QOTD: Filling Electric White Space?
Shedding models is a hot pastime at General Motors these days. As the automaker embarks on an electric product push, it was CEO Mary Barra’s axe that cleared the way… by chopping waning ICE-powered nameplates. With the recent loss of the Chevrolet Impala and Cadillac CT6, it seems the cull is nearly complete.
Lineup pared, GM now promises electric models in every segment and at every price point — a strategy made possible (and more importantly, profitable) by a modular electric vehicle platform juiced by cutting-edge Ultium battery tech.
With economies of scale supposedly on its side, which corner of the market should GM not ignore?
To illustrate the flexibility of its new architecture, GM issued a video showcasing potential showroom silhouettes. Crossovers, crossover coupes, sedans, pickups, and cube-like vans are all possible, with the platform allowing for rear-, front-, or all-wheel drive.
Battery size can be whatever GM wants.
While high-end buyers will be able to purchase a poorly named six-figure Cadillac sedan underpinned by this architecture, what about those looking for a bit of fun on the low end? Surely there’s room for a model GM beancounters would normally deep-six due to limited projected demand.

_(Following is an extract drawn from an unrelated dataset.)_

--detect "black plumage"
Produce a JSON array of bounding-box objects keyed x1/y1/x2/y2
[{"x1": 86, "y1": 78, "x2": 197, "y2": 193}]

You author would like to see the new platform/battery combo finds its way into an electric version of the 2012 Chevrolet Code 130R concept vehicle — a sporty, low-end, rear-drive vaporware coupe that went absolutely nowhere, as per GM tradition.
Enliven that rear axle with a single motor and slot a modestly sized battery underneath. Market to Millennials who aren’t likely to ever have kids. Boom.
A pipe dream? Maybe. But this is an exercise in dreams. In your view, which bodystyle/layout/segment needs a spot in GM’s electrified lineup?